We'll Go No More A-Roving Part 2

Title: We’ll Go No More A-Roving
Rating: G So tame it’s scary
Author: Gill
Timeline: During Lessons and “Beneath You”, going just a touch AU thereafter.
Pairing: Buffy/Spike – and Clem ‘cos he rocks!
Summary: How did Spike get that blue sweatshirt, and why did he go back to the school basement?
Author notes: Feedback? Yes please!
Disclaimer: No, not mine, not even Spike. But Joss said I could play with his toys.

As before, many, many thanks to bogwitch and talesofspikefor their careful and thorough beta work, and to spikes_heart for endless encouragement. All mistakes are entirely my fault, especially where I wantonly went in the face of (probably) good advice, while what virtues this has owe much to them. This is my very first time posting fic to a community, so feedback would be as oxygen.

The title and some of the inspiration come from a poem by Lord Byron, the original dark and broody antihero – hence some slightly self-indulgent musings of Giles in Part 2.



Clem slumped ever lower in the comfy armchair. The popcorn was more than half gone, Farscape was going well, all was nearly right with the world. Then the door slammed open in a way that could only mean one person.

“Hey, Buffy! Welcome! There’s popcorn – why’ncha pull up a chair?”

That was an opening that was going to fool no-one. She never entered without a reason.

“Clem, I need you. Now!”

There were times you could argue with Buffy. This was not one of them. “Right, yes, of course. Right with you, Buffy. Er – where?”

“Just come, OK?” There was a strange expression on her face. And was that a tear there? No way was he going to ask, though. Oh boy, no!

Clem had to put on a burst of speed, such as it was, even to stay level with her strides. A tiny thing like that could sure move fast. Across the cemetery, through the gap in the fence, across the road and – into a church?
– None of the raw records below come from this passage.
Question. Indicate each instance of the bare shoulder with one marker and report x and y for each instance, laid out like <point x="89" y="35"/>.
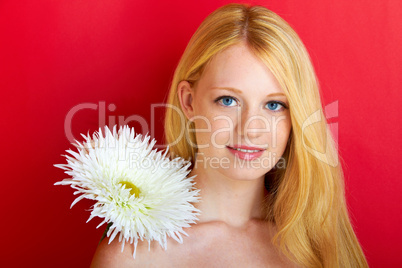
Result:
<point x="152" y="254"/>
<point x="211" y="244"/>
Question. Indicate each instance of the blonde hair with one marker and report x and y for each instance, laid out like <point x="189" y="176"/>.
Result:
<point x="306" y="200"/>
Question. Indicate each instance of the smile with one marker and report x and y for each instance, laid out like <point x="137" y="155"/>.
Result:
<point x="246" y="153"/>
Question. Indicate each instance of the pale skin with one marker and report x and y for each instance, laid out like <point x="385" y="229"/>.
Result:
<point x="232" y="230"/>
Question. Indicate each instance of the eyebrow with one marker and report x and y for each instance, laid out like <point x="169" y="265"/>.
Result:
<point x="240" y="92"/>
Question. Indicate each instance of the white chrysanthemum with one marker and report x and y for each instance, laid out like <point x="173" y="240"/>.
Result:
<point x="142" y="193"/>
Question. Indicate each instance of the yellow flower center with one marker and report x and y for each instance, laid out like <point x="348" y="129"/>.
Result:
<point x="134" y="190"/>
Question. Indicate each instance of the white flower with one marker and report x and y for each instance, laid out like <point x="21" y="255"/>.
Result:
<point x="142" y="193"/>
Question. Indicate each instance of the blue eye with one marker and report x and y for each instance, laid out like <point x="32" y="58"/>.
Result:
<point x="226" y="100"/>
<point x="275" y="106"/>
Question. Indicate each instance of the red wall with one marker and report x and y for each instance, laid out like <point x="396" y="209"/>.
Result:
<point x="63" y="56"/>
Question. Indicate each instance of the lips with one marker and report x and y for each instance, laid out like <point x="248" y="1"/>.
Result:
<point x="246" y="152"/>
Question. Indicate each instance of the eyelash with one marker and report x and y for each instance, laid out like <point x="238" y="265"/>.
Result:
<point x="275" y="102"/>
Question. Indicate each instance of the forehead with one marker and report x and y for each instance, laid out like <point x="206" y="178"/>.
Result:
<point x="238" y="67"/>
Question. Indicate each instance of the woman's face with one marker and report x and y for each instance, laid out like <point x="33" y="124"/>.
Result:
<point x="237" y="104"/>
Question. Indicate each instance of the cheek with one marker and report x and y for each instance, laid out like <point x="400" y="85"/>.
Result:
<point x="280" y="134"/>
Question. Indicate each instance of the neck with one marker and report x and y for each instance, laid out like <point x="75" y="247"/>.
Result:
<point x="234" y="202"/>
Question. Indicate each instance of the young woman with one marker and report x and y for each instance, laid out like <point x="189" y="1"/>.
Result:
<point x="271" y="186"/>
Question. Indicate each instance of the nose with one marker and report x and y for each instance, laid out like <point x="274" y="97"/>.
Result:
<point x="251" y="124"/>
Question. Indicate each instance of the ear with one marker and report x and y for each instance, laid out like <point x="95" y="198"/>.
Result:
<point x="186" y="95"/>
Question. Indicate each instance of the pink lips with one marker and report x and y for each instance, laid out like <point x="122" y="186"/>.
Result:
<point x="246" y="155"/>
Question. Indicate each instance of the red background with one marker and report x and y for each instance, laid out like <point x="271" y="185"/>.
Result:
<point x="55" y="55"/>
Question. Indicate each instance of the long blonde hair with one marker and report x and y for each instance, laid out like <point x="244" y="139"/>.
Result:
<point x="306" y="200"/>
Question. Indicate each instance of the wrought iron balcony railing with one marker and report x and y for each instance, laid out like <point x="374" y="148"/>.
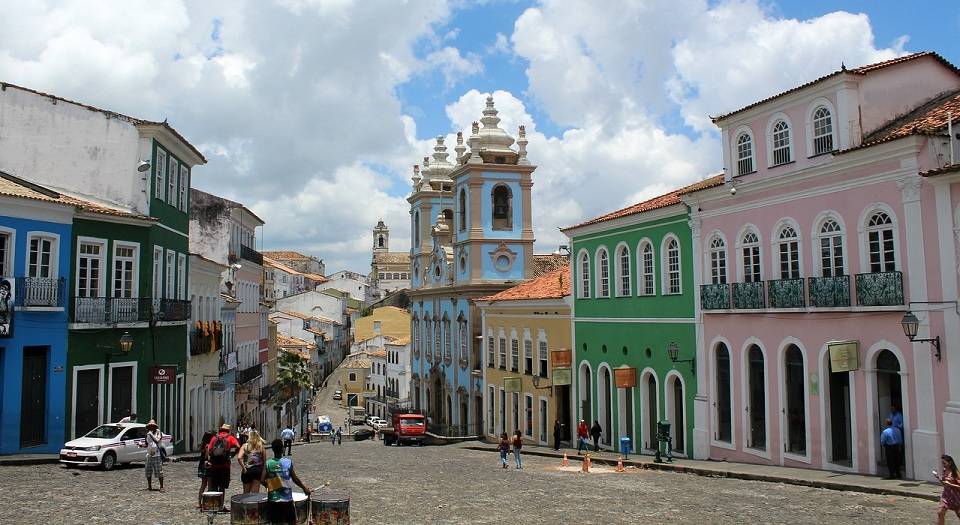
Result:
<point x="828" y="292"/>
<point x="880" y="289"/>
<point x="45" y="292"/>
<point x="786" y="293"/>
<point x="715" y="296"/>
<point x="748" y="295"/>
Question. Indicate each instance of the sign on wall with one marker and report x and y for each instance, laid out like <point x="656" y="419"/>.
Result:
<point x="844" y="355"/>
<point x="162" y="375"/>
<point x="6" y="306"/>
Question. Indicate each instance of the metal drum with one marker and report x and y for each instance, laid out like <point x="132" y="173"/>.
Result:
<point x="248" y="509"/>
<point x="211" y="501"/>
<point x="302" y="507"/>
<point x="330" y="508"/>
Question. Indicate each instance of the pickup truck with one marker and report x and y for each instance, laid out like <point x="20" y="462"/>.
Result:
<point x="406" y="428"/>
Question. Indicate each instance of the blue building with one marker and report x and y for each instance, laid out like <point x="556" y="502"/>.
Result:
<point x="472" y="236"/>
<point x="35" y="238"/>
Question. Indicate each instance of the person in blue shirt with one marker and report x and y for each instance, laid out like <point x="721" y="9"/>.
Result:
<point x="891" y="439"/>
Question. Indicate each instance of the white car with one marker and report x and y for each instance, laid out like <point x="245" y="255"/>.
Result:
<point x="110" y="444"/>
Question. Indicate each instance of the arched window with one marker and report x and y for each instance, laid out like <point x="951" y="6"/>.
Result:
<point x="718" y="261"/>
<point x="603" y="273"/>
<point x="751" y="257"/>
<point x="788" y="248"/>
<point x="744" y="154"/>
<point x="646" y="269"/>
<point x="831" y="249"/>
<point x="781" y="143"/>
<point x="672" y="266"/>
<point x="463" y="209"/>
<point x="502" y="208"/>
<point x="880" y="243"/>
<point x="623" y="271"/>
<point x="584" y="276"/>
<point x="822" y="131"/>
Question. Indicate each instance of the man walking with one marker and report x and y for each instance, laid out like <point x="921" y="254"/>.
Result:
<point x="891" y="439"/>
<point x="287" y="436"/>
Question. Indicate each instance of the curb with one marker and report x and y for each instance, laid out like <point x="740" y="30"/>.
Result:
<point x="705" y="472"/>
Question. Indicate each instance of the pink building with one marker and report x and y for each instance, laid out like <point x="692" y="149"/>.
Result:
<point x="837" y="217"/>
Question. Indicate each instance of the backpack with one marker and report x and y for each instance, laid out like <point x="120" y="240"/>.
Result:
<point x="220" y="451"/>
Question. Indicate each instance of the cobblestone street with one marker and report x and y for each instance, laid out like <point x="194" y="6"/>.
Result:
<point x="452" y="485"/>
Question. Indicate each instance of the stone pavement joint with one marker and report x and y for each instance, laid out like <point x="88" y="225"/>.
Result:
<point x="751" y="472"/>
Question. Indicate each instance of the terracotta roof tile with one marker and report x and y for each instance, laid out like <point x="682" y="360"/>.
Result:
<point x="553" y="285"/>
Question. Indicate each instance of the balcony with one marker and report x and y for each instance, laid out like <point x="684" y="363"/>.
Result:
<point x="786" y="293"/>
<point x="113" y="310"/>
<point x="880" y="289"/>
<point x="829" y="292"/>
<point x="748" y="295"/>
<point x="40" y="292"/>
<point x="715" y="296"/>
<point x="251" y="255"/>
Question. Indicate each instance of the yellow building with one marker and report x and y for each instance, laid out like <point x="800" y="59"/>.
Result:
<point x="388" y="320"/>
<point x="526" y="331"/>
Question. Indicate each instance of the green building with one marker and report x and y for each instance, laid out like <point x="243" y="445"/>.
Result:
<point x="634" y="323"/>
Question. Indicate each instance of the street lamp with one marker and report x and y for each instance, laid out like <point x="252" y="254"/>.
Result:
<point x="673" y="351"/>
<point x="910" y="323"/>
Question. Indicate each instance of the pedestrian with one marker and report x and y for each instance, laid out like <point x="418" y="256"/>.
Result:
<point x="950" y="497"/>
<point x="595" y="433"/>
<point x="202" y="466"/>
<point x="222" y="446"/>
<point x="582" y="432"/>
<point x="287" y="436"/>
<point x="155" y="454"/>
<point x="504" y="448"/>
<point x="251" y="457"/>
<point x="517" y="445"/>
<point x="891" y="439"/>
<point x="277" y="477"/>
<point x="557" y="432"/>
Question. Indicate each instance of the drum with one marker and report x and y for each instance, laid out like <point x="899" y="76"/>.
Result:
<point x="248" y="509"/>
<point x="302" y="506"/>
<point x="330" y="508"/>
<point x="211" y="501"/>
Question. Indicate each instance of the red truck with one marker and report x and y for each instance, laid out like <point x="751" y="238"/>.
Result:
<point x="407" y="428"/>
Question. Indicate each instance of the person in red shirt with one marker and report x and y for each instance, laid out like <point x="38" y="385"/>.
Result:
<point x="220" y="450"/>
<point x="582" y="433"/>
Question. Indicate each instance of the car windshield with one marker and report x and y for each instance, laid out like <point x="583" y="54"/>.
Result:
<point x="105" y="432"/>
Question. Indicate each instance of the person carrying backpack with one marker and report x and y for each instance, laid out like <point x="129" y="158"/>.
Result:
<point x="221" y="448"/>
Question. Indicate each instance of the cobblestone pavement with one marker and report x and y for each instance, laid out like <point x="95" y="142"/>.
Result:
<point x="452" y="485"/>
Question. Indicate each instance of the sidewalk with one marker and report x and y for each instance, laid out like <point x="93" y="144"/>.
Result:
<point x="770" y="473"/>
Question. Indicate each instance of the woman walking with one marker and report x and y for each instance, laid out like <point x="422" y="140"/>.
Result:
<point x="517" y="445"/>
<point x="504" y="448"/>
<point x="251" y="457"/>
<point x="950" y="498"/>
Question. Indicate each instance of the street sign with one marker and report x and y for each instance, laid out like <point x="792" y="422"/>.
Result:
<point x="162" y="375"/>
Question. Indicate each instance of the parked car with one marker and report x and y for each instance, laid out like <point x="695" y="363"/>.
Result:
<point x="110" y="444"/>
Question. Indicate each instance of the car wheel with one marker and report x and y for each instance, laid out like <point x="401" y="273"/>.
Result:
<point x="109" y="461"/>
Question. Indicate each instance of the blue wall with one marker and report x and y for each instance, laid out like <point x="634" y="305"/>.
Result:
<point x="34" y="328"/>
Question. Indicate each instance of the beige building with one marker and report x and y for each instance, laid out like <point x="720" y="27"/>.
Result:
<point x="526" y="333"/>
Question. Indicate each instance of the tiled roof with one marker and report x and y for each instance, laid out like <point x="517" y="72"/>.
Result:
<point x="113" y="114"/>
<point x="863" y="70"/>
<point x="553" y="285"/>
<point x="662" y="201"/>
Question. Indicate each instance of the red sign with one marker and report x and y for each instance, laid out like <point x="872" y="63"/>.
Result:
<point x="163" y="375"/>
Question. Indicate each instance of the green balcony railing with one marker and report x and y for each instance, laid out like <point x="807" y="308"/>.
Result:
<point x="748" y="295"/>
<point x="880" y="289"/>
<point x="786" y="293"/>
<point x="715" y="296"/>
<point x="828" y="292"/>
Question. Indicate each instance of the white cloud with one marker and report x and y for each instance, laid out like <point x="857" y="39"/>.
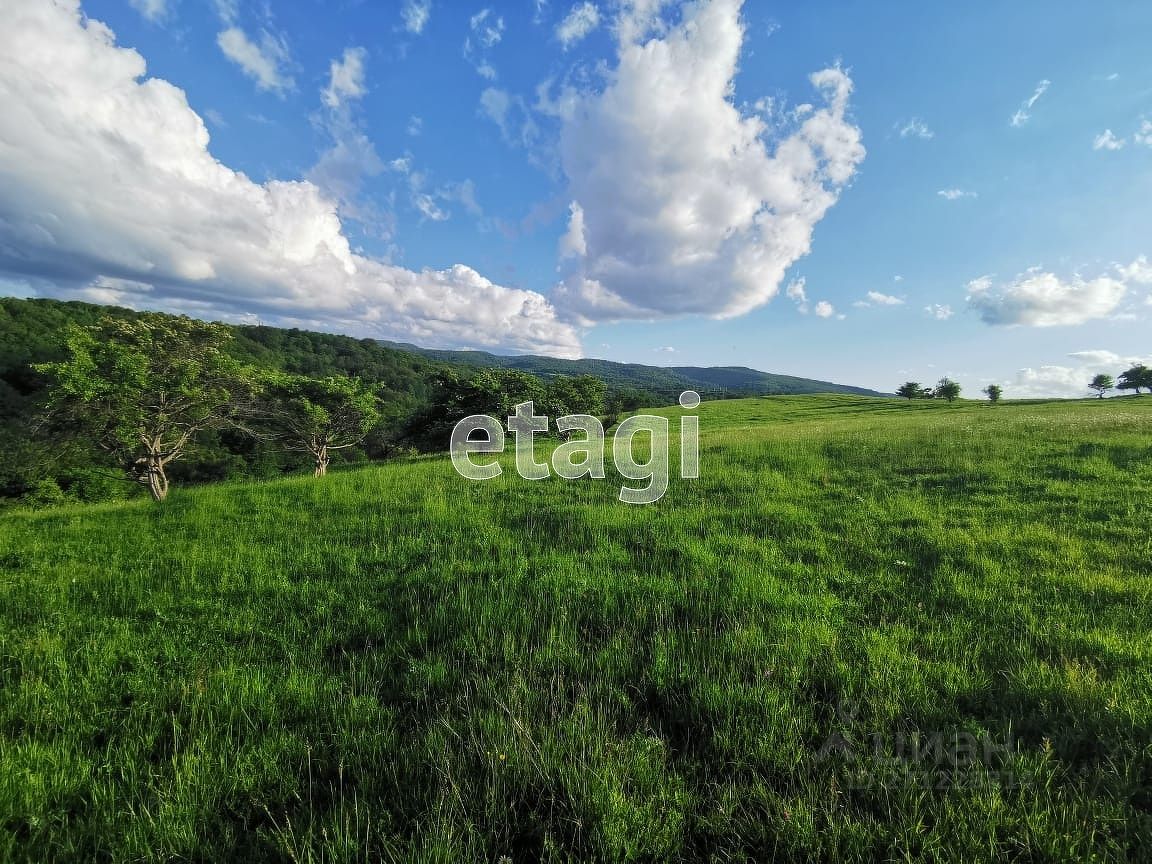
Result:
<point x="264" y="63"/>
<point x="914" y="128"/>
<point x="939" y="311"/>
<point x="1023" y="114"/>
<point x="486" y="28"/>
<point x="571" y="243"/>
<point x="346" y="78"/>
<point x="1036" y="298"/>
<point x="797" y="293"/>
<point x="1107" y="141"/>
<point x="688" y="209"/>
<point x="877" y="298"/>
<point x="581" y="21"/>
<point x="1144" y="136"/>
<point x="1062" y="381"/>
<point x="416" y="14"/>
<point x="151" y="9"/>
<point x="106" y="175"/>
<point x="1138" y="271"/>
<point x="1100" y="357"/>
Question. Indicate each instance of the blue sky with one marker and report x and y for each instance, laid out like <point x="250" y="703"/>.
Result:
<point x="864" y="192"/>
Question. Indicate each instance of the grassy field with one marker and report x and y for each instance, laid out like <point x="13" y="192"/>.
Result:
<point x="871" y="630"/>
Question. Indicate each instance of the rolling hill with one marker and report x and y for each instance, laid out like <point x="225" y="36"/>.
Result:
<point x="666" y="381"/>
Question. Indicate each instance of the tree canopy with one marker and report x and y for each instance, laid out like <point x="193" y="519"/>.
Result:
<point x="142" y="389"/>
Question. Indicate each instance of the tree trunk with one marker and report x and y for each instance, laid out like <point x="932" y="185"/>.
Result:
<point x="150" y="472"/>
<point x="321" y="461"/>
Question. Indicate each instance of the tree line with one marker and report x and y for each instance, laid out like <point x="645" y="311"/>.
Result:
<point x="142" y="394"/>
<point x="945" y="388"/>
<point x="1137" y="378"/>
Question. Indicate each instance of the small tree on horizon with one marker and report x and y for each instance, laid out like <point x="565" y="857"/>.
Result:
<point x="1136" y="378"/>
<point x="317" y="416"/>
<point x="947" y="388"/>
<point x="910" y="389"/>
<point x="1101" y="384"/>
<point x="142" y="391"/>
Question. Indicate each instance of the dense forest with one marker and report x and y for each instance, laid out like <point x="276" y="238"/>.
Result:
<point x="384" y="400"/>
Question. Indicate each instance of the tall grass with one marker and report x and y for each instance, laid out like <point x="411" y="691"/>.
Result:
<point x="869" y="631"/>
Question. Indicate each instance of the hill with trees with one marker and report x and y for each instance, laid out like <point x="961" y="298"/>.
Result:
<point x="308" y="398"/>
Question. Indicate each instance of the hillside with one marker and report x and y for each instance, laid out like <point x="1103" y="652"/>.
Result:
<point x="871" y="630"/>
<point x="665" y="381"/>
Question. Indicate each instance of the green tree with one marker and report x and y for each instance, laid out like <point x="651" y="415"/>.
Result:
<point x="142" y="389"/>
<point x="947" y="388"/>
<point x="317" y="416"/>
<point x="1135" y="378"/>
<point x="1101" y="384"/>
<point x="577" y="394"/>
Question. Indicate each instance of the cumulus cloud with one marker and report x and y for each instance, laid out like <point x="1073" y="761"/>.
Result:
<point x="1144" y="135"/>
<point x="915" y="128"/>
<point x="264" y="62"/>
<point x="1138" y="271"/>
<point x="688" y="205"/>
<point x="1070" y="381"/>
<point x="1107" y="141"/>
<point x="939" y="311"/>
<point x="797" y="293"/>
<point x="581" y="21"/>
<point x="346" y="78"/>
<point x="571" y="243"/>
<point x="107" y="183"/>
<point x="416" y="14"/>
<point x="1037" y="298"/>
<point x="151" y="9"/>
<point x="1024" y="113"/>
<point x="877" y="298"/>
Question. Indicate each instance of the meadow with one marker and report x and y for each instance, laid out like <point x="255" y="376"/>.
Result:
<point x="871" y="631"/>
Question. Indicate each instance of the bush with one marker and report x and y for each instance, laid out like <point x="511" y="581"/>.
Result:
<point x="45" y="493"/>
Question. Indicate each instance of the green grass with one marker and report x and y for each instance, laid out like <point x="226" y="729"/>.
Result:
<point x="869" y="631"/>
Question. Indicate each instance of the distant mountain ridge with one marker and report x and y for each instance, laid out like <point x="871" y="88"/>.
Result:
<point x="665" y="380"/>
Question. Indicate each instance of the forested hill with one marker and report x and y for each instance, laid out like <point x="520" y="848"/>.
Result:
<point x="418" y="395"/>
<point x="31" y="332"/>
<point x="666" y="381"/>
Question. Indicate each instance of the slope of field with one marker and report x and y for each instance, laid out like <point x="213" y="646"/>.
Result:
<point x="869" y="631"/>
<point x="667" y="381"/>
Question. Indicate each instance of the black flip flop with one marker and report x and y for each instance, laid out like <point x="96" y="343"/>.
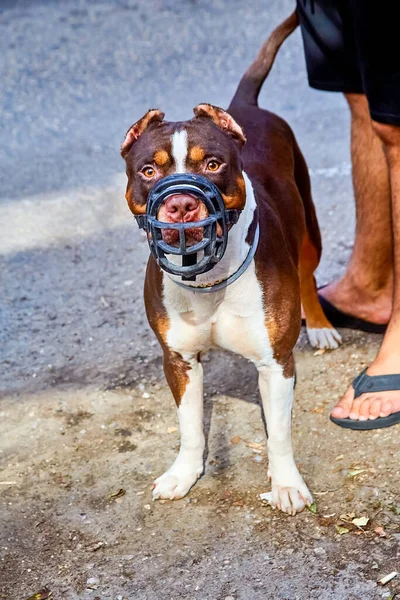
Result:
<point x="340" y="319"/>
<point x="364" y="383"/>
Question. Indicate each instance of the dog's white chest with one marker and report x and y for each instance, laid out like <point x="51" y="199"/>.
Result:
<point x="232" y="319"/>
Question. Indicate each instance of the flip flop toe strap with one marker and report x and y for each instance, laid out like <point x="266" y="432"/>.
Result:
<point x="364" y="384"/>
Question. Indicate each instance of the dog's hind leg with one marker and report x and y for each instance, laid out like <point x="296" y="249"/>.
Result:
<point x="321" y="333"/>
<point x="289" y="492"/>
<point x="185" y="378"/>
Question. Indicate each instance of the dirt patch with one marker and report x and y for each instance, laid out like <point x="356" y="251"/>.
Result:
<point x="67" y="525"/>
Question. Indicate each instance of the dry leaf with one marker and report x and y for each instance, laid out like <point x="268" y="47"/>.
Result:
<point x="341" y="530"/>
<point x="381" y="532"/>
<point x="347" y="517"/>
<point x="355" y="472"/>
<point x="313" y="508"/>
<point x="319" y="352"/>
<point x="360" y="522"/>
<point x="96" y="546"/>
<point x="121" y="492"/>
<point x="42" y="595"/>
<point x="266" y="497"/>
<point x="387" y="578"/>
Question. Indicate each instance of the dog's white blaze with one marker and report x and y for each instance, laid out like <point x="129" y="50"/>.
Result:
<point x="233" y="319"/>
<point x="179" y="150"/>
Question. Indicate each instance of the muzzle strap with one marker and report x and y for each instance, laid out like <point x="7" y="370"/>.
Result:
<point x="199" y="257"/>
<point x="220" y="285"/>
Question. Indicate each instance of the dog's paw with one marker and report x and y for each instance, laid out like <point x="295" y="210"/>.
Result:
<point x="173" y="485"/>
<point x="289" y="493"/>
<point x="291" y="500"/>
<point x="325" y="337"/>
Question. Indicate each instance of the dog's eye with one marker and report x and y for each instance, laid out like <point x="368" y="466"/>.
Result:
<point x="148" y="172"/>
<point x="213" y="165"/>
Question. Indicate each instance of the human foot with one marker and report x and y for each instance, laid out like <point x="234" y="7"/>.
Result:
<point x="372" y="306"/>
<point x="372" y="404"/>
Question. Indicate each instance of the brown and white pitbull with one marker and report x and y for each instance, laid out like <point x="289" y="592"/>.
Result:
<point x="253" y="158"/>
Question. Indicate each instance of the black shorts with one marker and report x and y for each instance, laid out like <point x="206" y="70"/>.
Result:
<point x="353" y="46"/>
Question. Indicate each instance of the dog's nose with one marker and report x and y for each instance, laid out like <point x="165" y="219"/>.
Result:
<point x="182" y="208"/>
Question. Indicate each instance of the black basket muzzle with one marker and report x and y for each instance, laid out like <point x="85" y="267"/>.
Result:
<point x="211" y="247"/>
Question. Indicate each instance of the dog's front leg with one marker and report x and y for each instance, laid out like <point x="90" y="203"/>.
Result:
<point x="185" y="378"/>
<point x="289" y="492"/>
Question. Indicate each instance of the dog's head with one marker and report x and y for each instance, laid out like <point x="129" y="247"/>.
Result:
<point x="210" y="144"/>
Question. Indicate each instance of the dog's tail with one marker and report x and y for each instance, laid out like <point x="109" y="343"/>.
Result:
<point x="251" y="82"/>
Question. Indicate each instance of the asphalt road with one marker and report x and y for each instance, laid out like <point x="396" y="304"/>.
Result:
<point x="75" y="347"/>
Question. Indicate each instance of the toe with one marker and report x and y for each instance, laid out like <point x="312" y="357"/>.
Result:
<point x="375" y="408"/>
<point x="365" y="408"/>
<point x="386" y="408"/>
<point x="342" y="408"/>
<point x="355" y="408"/>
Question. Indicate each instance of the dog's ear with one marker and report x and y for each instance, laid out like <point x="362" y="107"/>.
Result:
<point x="222" y="119"/>
<point x="138" y="128"/>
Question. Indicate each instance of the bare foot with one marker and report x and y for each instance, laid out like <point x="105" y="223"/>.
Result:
<point x="373" y="306"/>
<point x="371" y="405"/>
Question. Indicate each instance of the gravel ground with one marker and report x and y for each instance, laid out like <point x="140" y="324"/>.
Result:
<point x="86" y="418"/>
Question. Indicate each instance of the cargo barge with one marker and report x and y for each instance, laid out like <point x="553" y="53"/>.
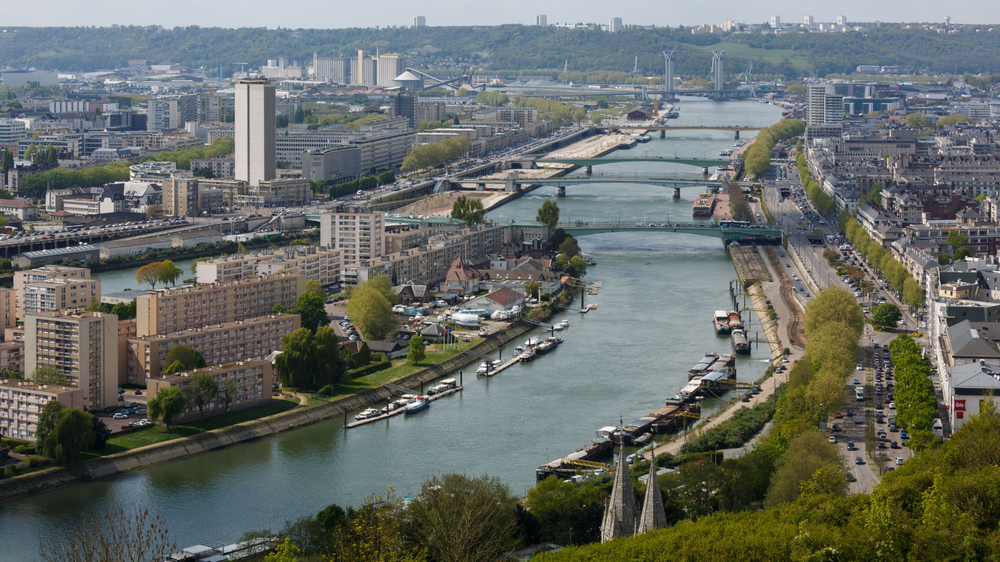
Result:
<point x="704" y="205"/>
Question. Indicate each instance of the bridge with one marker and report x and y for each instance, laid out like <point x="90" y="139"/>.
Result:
<point x="702" y="229"/>
<point x="590" y="162"/>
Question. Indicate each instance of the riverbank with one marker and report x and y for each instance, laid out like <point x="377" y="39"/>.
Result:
<point x="144" y="457"/>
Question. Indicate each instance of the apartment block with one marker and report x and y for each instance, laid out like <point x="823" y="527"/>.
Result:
<point x="180" y="308"/>
<point x="54" y="287"/>
<point x="22" y="401"/>
<point x="219" y="344"/>
<point x="251" y="381"/>
<point x="358" y="234"/>
<point x="82" y="345"/>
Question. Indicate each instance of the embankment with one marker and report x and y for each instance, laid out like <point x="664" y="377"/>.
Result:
<point x="38" y="482"/>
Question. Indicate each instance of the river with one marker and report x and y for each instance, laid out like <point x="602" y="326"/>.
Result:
<point x="621" y="361"/>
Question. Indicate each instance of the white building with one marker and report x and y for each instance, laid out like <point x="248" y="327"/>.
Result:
<point x="255" y="131"/>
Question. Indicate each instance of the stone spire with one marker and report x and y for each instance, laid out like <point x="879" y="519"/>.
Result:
<point x="619" y="518"/>
<point x="653" y="515"/>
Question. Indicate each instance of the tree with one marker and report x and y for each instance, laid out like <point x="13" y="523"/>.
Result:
<point x="312" y="309"/>
<point x="370" y="311"/>
<point x="468" y="210"/>
<point x="548" y="214"/>
<point x="167" y="272"/>
<point x="47" y="374"/>
<point x="463" y="519"/>
<point x="886" y="314"/>
<point x="118" y="535"/>
<point x="148" y="274"/>
<point x="47" y="419"/>
<point x="202" y="390"/>
<point x="167" y="404"/>
<point x="188" y="357"/>
<point x="417" y="351"/>
<point x="72" y="435"/>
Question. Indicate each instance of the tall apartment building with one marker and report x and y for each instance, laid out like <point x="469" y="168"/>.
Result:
<point x="54" y="287"/>
<point x="251" y="381"/>
<point x="390" y="65"/>
<point x="180" y="197"/>
<point x="255" y="131"/>
<point x="180" y="308"/>
<point x="22" y="401"/>
<point x="81" y="345"/>
<point x="357" y="234"/>
<point x="219" y="344"/>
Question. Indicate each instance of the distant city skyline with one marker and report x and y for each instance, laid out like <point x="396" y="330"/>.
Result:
<point x="400" y="13"/>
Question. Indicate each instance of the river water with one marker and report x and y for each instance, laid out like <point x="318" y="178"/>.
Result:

Even for Buffy, this was asking a little much, wasn’t it? Taking care not to touch anything – he might not be a vampire, but who knew what this stuff could do? – he followed the Slayer.

There was a strange, musty, smoky smell in the building. In the dim light which was all the coloured windows afforded, it was difficult to make out what was there – until something white moved into his peripheral vision.

“Spike?” Aghast, he looked more closely. All that care of a few hours previously, all those kitties, and what for? As crazy as when he’d started, Spike stalked around the room, not looking where he was going, his pale flesh marred by contusions and scorch marks. As he watched, Clem began to grasp why. The crazy man was paying no attention to where he was going, careering off walls, tombs, monuments. In a place like this it was the equivalent to putting a toddler to play with knives. Every second contact Spike made seemed to be with a cross, or holy water, or some relic. No wonder there was a stench of smouldering vampire flesh.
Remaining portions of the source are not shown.